Светает. Мы уже во дворе и ждем маминого приписанного "мужа" (без желтого удостоверения недействительны синие номерки).
Выходим со двора. У барьера толчея. Мурер и другие офицеры тщательно проверяют удостоверения, осматривают каждого члена семьи. "Забракованных" (то есть подозрительного возраста) угоняют в подворотню соседнего дома.
К выходу приближается девушка. Она ведет за руки стариков родителей. Мурер берет ее удостоверение, велит пройти, а родителей толкает к "забракованным". Но девушка тащит их обратно. Мурер не пускает. Она вырывает из его рук удостоверение и все-таки ведет родителей. Мурер швыряет ее к стене, достает пистолет...
Когда я открываю глаза, она уже лежит... А Мурер спокойно возвращается на место и снова принимается за проверку.
Наконец выходим и мы.
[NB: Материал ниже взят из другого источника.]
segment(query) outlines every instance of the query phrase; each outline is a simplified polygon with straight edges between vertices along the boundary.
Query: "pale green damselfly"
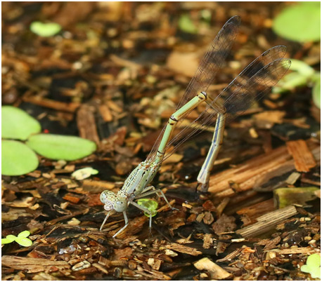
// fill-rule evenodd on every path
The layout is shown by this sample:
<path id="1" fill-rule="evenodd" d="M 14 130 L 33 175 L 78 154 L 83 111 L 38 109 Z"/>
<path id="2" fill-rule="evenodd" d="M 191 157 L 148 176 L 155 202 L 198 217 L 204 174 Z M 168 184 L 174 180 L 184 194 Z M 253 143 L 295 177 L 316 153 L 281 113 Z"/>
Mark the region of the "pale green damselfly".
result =
<path id="1" fill-rule="evenodd" d="M 233 120 L 259 100 L 286 73 L 290 61 L 283 58 L 286 48 L 278 46 L 265 51 L 255 60 L 219 95 L 215 96 L 207 92 L 208 87 L 213 83 L 217 72 L 230 52 L 240 23 L 240 17 L 234 16 L 226 22 L 218 33 L 188 86 L 176 112 L 170 116 L 147 159 L 131 173 L 117 194 L 108 190 L 101 193 L 101 201 L 104 204 L 104 209 L 108 213 L 101 230 L 110 212 L 115 210 L 123 213 L 125 225 L 113 237 L 122 232 L 129 224 L 126 210 L 129 204 L 150 215 L 150 230 L 151 212 L 139 206 L 134 200 L 156 194 L 163 197 L 169 207 L 173 208 L 160 189 L 148 185 L 162 161 L 178 146 L 192 135 L 198 134 L 206 126 L 215 123 L 211 147 L 197 178 L 201 185 L 201 190 L 207 191 L 210 171 L 222 142 L 225 123 Z M 205 109 L 198 117 L 183 128 L 179 134 L 172 137 L 174 128 L 179 127 L 193 109 L 205 102 Z"/>

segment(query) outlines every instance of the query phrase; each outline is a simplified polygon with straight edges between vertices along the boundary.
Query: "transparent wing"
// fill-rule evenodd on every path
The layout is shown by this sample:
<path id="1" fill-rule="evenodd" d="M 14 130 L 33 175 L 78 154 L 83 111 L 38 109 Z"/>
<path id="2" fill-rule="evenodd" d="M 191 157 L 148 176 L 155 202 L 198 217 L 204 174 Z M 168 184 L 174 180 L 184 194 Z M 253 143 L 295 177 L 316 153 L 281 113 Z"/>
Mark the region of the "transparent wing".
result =
<path id="1" fill-rule="evenodd" d="M 221 67 L 226 57 L 229 54 L 240 25 L 240 18 L 238 15 L 231 18 L 225 23 L 201 60 L 197 72 L 192 78 L 183 95 L 178 103 L 176 109 L 181 108 L 199 92 L 207 91 L 208 87 L 214 82 L 216 74 Z M 184 66 L 183 66 L 183 67 L 184 67 Z M 183 119 L 184 116 L 182 119 Z M 182 121 L 179 121 L 179 123 L 178 123 L 178 127 L 180 126 L 181 122 Z M 148 156 L 148 159 L 151 159 L 155 156 L 165 130 L 165 126 L 154 144 Z"/>
<path id="2" fill-rule="evenodd" d="M 267 51 L 266 51 L 267 52 Z M 208 126 L 214 126 L 217 114 L 226 111 L 226 124 L 228 123 L 254 103 L 270 92 L 271 88 L 284 76 L 290 66 L 289 59 L 276 59 L 264 66 L 252 76 L 248 66 L 218 95 L 206 109 L 171 140 L 167 147 L 164 160 L 193 135 L 199 134 Z"/>

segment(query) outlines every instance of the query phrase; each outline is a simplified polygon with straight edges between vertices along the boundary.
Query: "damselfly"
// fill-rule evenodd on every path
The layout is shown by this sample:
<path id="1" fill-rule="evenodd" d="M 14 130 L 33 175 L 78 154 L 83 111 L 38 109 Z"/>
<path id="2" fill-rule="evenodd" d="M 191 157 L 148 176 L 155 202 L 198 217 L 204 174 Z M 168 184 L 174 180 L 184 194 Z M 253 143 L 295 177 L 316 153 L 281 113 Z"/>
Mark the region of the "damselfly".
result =
<path id="1" fill-rule="evenodd" d="M 216 96 L 207 92 L 229 53 L 240 23 L 240 17 L 234 16 L 218 33 L 189 83 L 176 112 L 170 116 L 147 159 L 131 173 L 117 194 L 108 190 L 101 193 L 101 201 L 108 213 L 101 229 L 112 210 L 123 213 L 125 225 L 113 237 L 117 236 L 129 224 L 126 210 L 131 204 L 150 215 L 150 230 L 151 212 L 138 205 L 134 200 L 156 194 L 163 197 L 169 207 L 173 208 L 161 190 L 148 185 L 165 159 L 187 139 L 198 134 L 213 123 L 215 126 L 211 147 L 197 178 L 201 189 L 207 190 L 210 171 L 222 142 L 225 123 L 231 121 L 262 98 L 286 73 L 290 61 L 283 58 L 286 48 L 278 46 L 255 60 L 219 95 Z M 205 109 L 193 122 L 173 137 L 174 128 L 178 128 L 191 111 L 202 103 L 205 103 Z"/>

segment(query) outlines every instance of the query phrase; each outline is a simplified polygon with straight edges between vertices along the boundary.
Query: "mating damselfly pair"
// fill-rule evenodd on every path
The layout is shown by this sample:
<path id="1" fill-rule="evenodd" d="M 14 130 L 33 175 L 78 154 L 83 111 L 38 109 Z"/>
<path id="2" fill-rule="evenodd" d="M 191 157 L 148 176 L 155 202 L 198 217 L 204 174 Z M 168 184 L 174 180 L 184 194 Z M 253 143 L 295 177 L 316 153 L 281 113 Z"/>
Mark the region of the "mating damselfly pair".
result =
<path id="1" fill-rule="evenodd" d="M 173 208 L 161 190 L 148 185 L 162 161 L 179 146 L 209 126 L 215 124 L 208 154 L 197 178 L 201 189 L 207 191 L 210 172 L 222 142 L 225 123 L 232 121 L 269 93 L 271 87 L 277 83 L 290 66 L 290 60 L 283 58 L 286 48 L 283 46 L 275 46 L 250 63 L 219 95 L 215 95 L 208 92 L 209 86 L 214 82 L 216 74 L 230 52 L 240 24 L 240 17 L 234 16 L 219 31 L 190 81 L 176 112 L 170 116 L 146 160 L 131 173 L 117 194 L 108 190 L 101 193 L 101 201 L 108 213 L 101 230 L 110 212 L 115 210 L 123 213 L 125 225 L 113 237 L 123 231 L 129 224 L 126 210 L 129 204 L 150 215 L 150 229 L 152 213 L 139 206 L 134 200 L 156 194 L 163 197 L 169 207 Z M 202 103 L 205 107 L 199 116 L 178 134 L 172 136 L 174 128 L 179 128 L 191 111 Z"/>

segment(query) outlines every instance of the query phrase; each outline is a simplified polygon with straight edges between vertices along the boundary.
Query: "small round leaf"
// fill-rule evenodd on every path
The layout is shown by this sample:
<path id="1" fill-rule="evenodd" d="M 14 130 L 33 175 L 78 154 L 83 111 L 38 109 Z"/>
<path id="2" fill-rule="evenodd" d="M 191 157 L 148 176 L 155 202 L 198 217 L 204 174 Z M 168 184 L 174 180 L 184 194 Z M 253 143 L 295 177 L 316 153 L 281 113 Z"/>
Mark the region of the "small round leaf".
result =
<path id="1" fill-rule="evenodd" d="M 25 140 L 41 130 L 38 121 L 15 107 L 1 107 L 1 119 L 2 138 Z"/>
<path id="2" fill-rule="evenodd" d="M 302 2 L 285 8 L 273 22 L 279 36 L 298 42 L 318 41 L 321 39 L 320 2 Z"/>
<path id="3" fill-rule="evenodd" d="M 43 37 L 49 37 L 58 34 L 61 29 L 60 25 L 56 22 L 33 22 L 30 30 Z"/>
<path id="4" fill-rule="evenodd" d="M 318 109 L 321 109 L 321 81 L 316 81 L 313 86 L 313 102 Z"/>
<path id="5" fill-rule="evenodd" d="M 4 245 L 4 244 L 9 244 L 12 242 L 13 242 L 15 239 L 15 238 L 8 238 L 8 236 L 6 238 L 4 238 L 4 239 L 1 239 L 1 245 Z"/>
<path id="6" fill-rule="evenodd" d="M 15 241 L 22 247 L 30 247 L 32 245 L 32 241 L 29 238 L 17 238 Z"/>
<path id="7" fill-rule="evenodd" d="M 1 141 L 1 173 L 4 175 L 21 175 L 34 170 L 38 158 L 28 146 L 19 141 Z"/>
<path id="8" fill-rule="evenodd" d="M 84 168 L 74 171 L 72 173 L 72 177 L 77 180 L 82 180 L 83 179 L 89 177 L 91 175 L 98 174 L 98 170 L 92 168 Z"/>
<path id="9" fill-rule="evenodd" d="M 96 149 L 96 145 L 86 139 L 54 134 L 32 135 L 27 145 L 41 156 L 54 160 L 75 161 Z"/>
<path id="10" fill-rule="evenodd" d="M 30 232 L 28 230 L 22 231 L 18 234 L 19 238 L 27 238 L 29 235 L 30 235 Z"/>

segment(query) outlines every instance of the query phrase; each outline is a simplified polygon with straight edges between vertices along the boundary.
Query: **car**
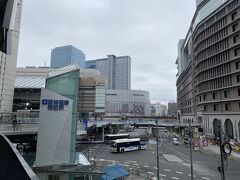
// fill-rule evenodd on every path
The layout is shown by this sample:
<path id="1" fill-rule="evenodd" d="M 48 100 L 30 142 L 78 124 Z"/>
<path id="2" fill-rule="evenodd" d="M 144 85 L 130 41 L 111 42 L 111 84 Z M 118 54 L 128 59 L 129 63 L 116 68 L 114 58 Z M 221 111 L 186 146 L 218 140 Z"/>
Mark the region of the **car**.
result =
<path id="1" fill-rule="evenodd" d="M 173 138 L 172 142 L 173 142 L 174 145 L 179 145 L 178 138 Z"/>

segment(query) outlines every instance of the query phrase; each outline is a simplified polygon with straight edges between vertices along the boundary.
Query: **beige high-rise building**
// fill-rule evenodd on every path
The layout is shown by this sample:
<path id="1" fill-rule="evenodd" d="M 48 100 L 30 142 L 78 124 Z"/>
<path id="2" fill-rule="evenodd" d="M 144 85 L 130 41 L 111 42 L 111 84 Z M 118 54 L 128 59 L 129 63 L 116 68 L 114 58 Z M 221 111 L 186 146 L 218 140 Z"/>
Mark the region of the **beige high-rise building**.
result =
<path id="1" fill-rule="evenodd" d="M 178 44 L 177 100 L 183 122 L 214 137 L 240 139 L 240 0 L 197 0 L 186 38 Z"/>
<path id="2" fill-rule="evenodd" d="M 0 114 L 12 112 L 22 0 L 0 2 Z"/>

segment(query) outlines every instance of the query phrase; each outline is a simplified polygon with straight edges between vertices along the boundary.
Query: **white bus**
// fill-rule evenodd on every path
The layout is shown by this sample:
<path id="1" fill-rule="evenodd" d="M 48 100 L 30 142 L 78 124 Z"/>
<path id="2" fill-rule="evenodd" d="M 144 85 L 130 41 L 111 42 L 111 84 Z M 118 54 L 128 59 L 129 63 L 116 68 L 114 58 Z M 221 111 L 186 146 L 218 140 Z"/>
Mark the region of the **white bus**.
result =
<path id="1" fill-rule="evenodd" d="M 112 140 L 125 139 L 125 138 L 130 138 L 130 135 L 129 134 L 106 134 L 104 136 L 104 141 L 105 143 L 109 144 Z"/>
<path id="2" fill-rule="evenodd" d="M 140 141 L 140 138 L 117 139 L 110 143 L 111 152 L 125 152 L 146 149 L 147 145 Z"/>

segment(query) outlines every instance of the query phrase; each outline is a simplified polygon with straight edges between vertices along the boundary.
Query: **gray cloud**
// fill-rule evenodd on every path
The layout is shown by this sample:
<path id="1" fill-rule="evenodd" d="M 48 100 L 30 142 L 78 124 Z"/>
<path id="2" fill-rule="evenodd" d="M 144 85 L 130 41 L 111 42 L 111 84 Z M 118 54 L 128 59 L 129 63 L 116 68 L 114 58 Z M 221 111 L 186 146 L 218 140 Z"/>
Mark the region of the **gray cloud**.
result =
<path id="1" fill-rule="evenodd" d="M 67 44 L 87 59 L 130 55 L 132 88 L 175 100 L 177 42 L 194 10 L 194 0 L 24 0 L 18 66 L 49 65 Z"/>

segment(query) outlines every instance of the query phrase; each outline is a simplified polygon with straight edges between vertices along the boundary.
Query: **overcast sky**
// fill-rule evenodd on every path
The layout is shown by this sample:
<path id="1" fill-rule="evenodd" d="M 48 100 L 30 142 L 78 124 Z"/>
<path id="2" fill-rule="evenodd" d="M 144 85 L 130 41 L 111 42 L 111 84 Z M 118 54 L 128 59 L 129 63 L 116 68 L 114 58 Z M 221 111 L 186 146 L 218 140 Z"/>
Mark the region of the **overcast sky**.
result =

Вместе с большой группой людей идем в блок "Кайлиса". Но нас не хотят впускать: уже переполнено. Мужчины кое-как упрашивают впустить нас хотя бы в сарай. Садимся на свои узлы у дверей. А работающие расходятся по предприятиям.
Моросит дождь.
...И там, в гетто, тот же дождь. Людей избивают, гонят.
Уже вечер. Ноги затекли. Так хочется их вытянуть и хоть на минутку где-нибудь приклонить голову.
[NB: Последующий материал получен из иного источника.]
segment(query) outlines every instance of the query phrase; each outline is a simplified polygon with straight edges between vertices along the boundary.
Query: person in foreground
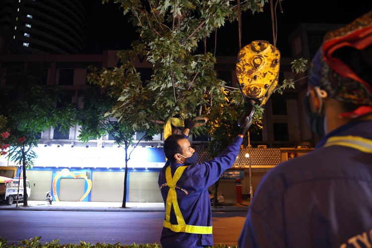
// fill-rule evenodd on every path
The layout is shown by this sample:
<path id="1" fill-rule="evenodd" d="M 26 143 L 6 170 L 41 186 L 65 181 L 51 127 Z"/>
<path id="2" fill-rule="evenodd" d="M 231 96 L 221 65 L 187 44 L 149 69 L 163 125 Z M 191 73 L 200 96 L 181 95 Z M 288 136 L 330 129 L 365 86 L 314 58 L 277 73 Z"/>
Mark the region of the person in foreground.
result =
<path id="1" fill-rule="evenodd" d="M 262 179 L 240 248 L 372 246 L 371 44 L 372 11 L 326 34 L 305 103 L 325 136 Z"/>
<path id="2" fill-rule="evenodd" d="M 219 156 L 203 163 L 196 163 L 197 154 L 187 139 L 194 124 L 186 119 L 184 135 L 172 134 L 164 141 L 168 161 L 158 181 L 165 207 L 163 248 L 213 246 L 208 188 L 235 162 L 250 123 L 246 119 L 234 142 Z"/>

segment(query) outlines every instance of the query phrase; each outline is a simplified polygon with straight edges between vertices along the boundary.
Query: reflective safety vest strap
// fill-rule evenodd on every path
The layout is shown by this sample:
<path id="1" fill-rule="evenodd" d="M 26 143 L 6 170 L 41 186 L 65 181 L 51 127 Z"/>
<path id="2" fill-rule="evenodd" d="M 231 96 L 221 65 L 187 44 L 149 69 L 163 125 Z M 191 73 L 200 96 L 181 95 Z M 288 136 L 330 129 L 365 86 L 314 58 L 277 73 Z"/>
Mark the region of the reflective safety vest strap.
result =
<path id="1" fill-rule="evenodd" d="M 171 167 L 168 166 L 165 170 L 165 179 L 167 181 L 167 185 L 169 187 L 169 191 L 165 203 L 165 220 L 163 222 L 163 226 L 173 232 L 178 233 L 182 232 L 199 234 L 211 234 L 212 227 L 186 225 L 180 210 L 180 206 L 177 201 L 177 194 L 176 192 L 176 184 L 187 167 L 187 166 L 185 166 L 178 168 L 173 178 L 171 172 Z M 178 225 L 173 225 L 170 222 L 171 209 L 172 206 L 175 211 Z"/>
<path id="2" fill-rule="evenodd" d="M 163 226 L 176 233 L 182 232 L 199 234 L 212 234 L 212 227 L 202 227 L 191 225 L 172 225 L 166 220 L 164 220 Z"/>
<path id="3" fill-rule="evenodd" d="M 356 149 L 363 152 L 372 153 L 372 140 L 359 136 L 335 136 L 331 137 L 324 147 L 342 145 Z"/>

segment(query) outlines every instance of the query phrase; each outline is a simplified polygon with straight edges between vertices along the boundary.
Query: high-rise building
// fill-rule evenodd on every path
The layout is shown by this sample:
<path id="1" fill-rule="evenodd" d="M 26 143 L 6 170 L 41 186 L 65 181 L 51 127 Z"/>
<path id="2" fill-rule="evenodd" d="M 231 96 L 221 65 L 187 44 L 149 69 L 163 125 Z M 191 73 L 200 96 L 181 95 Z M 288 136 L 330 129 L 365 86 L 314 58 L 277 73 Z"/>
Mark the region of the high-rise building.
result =
<path id="1" fill-rule="evenodd" d="M 0 53 L 82 53 L 87 14 L 81 1 L 2 0 Z"/>

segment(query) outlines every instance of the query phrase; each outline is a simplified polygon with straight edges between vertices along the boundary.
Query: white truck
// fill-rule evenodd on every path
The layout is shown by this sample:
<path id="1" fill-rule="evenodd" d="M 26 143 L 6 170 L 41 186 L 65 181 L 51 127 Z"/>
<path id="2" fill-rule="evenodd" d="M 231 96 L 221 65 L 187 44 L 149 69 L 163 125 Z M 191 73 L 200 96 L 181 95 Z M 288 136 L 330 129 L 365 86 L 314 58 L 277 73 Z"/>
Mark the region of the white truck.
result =
<path id="1" fill-rule="evenodd" d="M 18 182 L 20 182 L 19 191 Z M 26 180 L 26 189 L 28 198 L 31 195 L 31 185 L 28 180 Z M 11 205 L 17 200 L 17 195 L 18 196 L 18 201 L 23 201 L 23 179 L 20 181 L 19 179 L 13 179 L 11 182 L 0 184 L 0 202 L 5 201 L 7 205 Z"/>

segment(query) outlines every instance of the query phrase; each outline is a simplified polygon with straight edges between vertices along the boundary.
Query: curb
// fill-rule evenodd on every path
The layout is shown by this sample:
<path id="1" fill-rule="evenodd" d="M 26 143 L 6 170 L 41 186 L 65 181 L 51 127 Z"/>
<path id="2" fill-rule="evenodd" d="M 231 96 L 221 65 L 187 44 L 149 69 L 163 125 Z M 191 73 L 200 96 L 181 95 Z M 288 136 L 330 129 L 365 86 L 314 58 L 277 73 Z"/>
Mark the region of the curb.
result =
<path id="1" fill-rule="evenodd" d="M 95 206 L 93 202 L 91 205 L 77 206 L 78 203 L 74 202 L 66 203 L 64 206 L 59 206 L 56 204 L 43 204 L 34 205 L 35 203 L 29 203 L 29 205 L 24 207 L 23 203 L 18 203 L 18 207 L 14 205 L 0 205 L 0 210 L 22 210 L 22 211 L 98 211 L 98 212 L 164 212 L 163 203 L 157 204 L 157 206 L 151 204 L 146 205 L 146 203 L 131 203 L 132 206 L 127 206 L 125 208 L 121 206 L 110 206 L 110 202 L 106 202 L 106 206 Z M 102 203 L 101 203 L 102 204 Z M 119 203 L 121 205 L 121 203 Z M 115 202 L 112 205 L 118 205 L 118 202 Z M 221 204 L 222 205 L 222 204 Z M 212 212 L 247 212 L 248 206 L 240 204 L 226 204 L 218 206 L 217 207 L 212 207 Z"/>

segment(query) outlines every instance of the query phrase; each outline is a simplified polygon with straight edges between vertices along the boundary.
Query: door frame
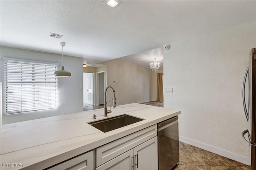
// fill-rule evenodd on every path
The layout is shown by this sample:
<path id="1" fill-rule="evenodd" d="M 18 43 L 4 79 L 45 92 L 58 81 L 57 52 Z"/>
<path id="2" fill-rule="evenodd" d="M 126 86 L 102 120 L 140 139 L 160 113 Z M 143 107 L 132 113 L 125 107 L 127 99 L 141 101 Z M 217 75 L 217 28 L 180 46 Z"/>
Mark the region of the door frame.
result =
<path id="1" fill-rule="evenodd" d="M 96 106 L 99 106 L 99 103 L 100 103 L 100 97 L 99 97 L 99 96 L 100 96 L 100 94 L 99 93 L 99 87 L 100 86 L 100 81 L 99 81 L 99 78 L 100 78 L 100 76 L 99 76 L 99 74 L 100 73 L 104 73 L 104 86 L 105 87 L 105 88 L 106 88 L 106 83 L 107 83 L 107 80 L 106 80 L 106 71 L 105 70 L 104 70 L 104 71 L 100 71 L 98 72 L 97 72 L 97 83 L 96 83 L 96 84 L 97 84 L 96 85 L 96 90 L 97 90 L 97 104 Z"/>
<path id="2" fill-rule="evenodd" d="M 93 88 L 93 90 L 92 90 L 92 105 L 93 106 L 95 106 L 95 76 L 94 73 L 92 73 L 90 72 L 83 72 L 83 89 L 84 88 L 84 73 L 91 73 L 92 74 L 92 87 Z M 84 105 L 84 92 L 83 90 L 83 107 Z"/>

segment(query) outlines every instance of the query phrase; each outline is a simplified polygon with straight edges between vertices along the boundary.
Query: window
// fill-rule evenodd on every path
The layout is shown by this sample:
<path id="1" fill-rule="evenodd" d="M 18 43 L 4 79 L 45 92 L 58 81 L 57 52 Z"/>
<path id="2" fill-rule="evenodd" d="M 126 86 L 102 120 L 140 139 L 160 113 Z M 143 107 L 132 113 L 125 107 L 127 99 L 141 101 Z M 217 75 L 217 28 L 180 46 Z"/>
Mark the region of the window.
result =
<path id="1" fill-rule="evenodd" d="M 4 114 L 58 108 L 58 63 L 4 58 Z"/>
Стемнело. Все еще идет дождь. Наверно, уже скоро полночь. Как невыносимо тяжело! Когда все это кончится?
Набожные люди уверяют, что земля не хочет принимать невинные жертвы и выбрасывает их назад. Поэтому из земли торчат руки... Но, как объяснила мама, все гораздо проще: большинство расстрелянных валятся в яму ранеными. Они задыхаются и распухают. Их очень много - слой земли, которым засыпаны ямы, лопается. Вот в щелях и виднеются руки, ноги, головы...
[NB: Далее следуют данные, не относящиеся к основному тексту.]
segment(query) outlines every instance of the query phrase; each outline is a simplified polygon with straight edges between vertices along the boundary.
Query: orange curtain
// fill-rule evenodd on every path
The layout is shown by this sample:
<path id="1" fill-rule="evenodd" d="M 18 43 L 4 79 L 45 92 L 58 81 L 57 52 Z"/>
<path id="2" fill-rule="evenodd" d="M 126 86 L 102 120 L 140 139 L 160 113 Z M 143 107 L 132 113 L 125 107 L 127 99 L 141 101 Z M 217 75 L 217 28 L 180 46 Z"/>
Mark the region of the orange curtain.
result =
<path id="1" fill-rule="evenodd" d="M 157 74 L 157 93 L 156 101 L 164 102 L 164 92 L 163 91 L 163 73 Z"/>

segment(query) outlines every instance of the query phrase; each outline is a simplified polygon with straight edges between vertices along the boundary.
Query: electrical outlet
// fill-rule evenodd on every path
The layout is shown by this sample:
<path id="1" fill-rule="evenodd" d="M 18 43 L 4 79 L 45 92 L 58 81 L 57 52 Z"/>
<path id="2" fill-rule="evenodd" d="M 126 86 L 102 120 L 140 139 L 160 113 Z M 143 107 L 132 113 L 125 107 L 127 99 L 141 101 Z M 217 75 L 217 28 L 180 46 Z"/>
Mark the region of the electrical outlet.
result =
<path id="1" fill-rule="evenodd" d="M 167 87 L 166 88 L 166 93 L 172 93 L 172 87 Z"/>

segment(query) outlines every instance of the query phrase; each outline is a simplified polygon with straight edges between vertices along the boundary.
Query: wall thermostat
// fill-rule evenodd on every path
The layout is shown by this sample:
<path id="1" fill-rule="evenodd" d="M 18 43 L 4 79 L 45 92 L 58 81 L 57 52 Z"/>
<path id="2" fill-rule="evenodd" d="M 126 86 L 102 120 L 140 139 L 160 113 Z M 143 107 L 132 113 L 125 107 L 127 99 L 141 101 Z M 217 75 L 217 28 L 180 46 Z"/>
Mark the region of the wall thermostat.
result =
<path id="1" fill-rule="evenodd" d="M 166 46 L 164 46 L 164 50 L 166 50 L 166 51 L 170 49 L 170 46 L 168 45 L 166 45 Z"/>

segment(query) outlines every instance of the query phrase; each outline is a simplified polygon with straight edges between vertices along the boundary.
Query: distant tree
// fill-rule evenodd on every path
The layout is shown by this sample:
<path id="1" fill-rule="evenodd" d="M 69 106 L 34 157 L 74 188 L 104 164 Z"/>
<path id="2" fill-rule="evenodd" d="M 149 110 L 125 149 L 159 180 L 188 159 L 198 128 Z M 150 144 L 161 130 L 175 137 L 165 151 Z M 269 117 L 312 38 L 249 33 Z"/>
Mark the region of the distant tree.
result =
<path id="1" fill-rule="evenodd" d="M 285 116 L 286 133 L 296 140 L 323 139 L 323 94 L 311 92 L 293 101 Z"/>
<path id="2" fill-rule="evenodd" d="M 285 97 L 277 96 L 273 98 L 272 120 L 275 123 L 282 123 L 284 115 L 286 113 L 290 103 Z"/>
Поэтому теперь ямы не наваливают доверху, а тела заливают негашеной известью.
Страшные мысли копошатся в голове, не дают даже вздремнуть, хотя уже вторая ночь без сна и глаза сами слипаются.
Еле дождались рассвета. Мама и другие работающие снова ушли.
Теперь ждем вечера, когда сможем вернуться домой.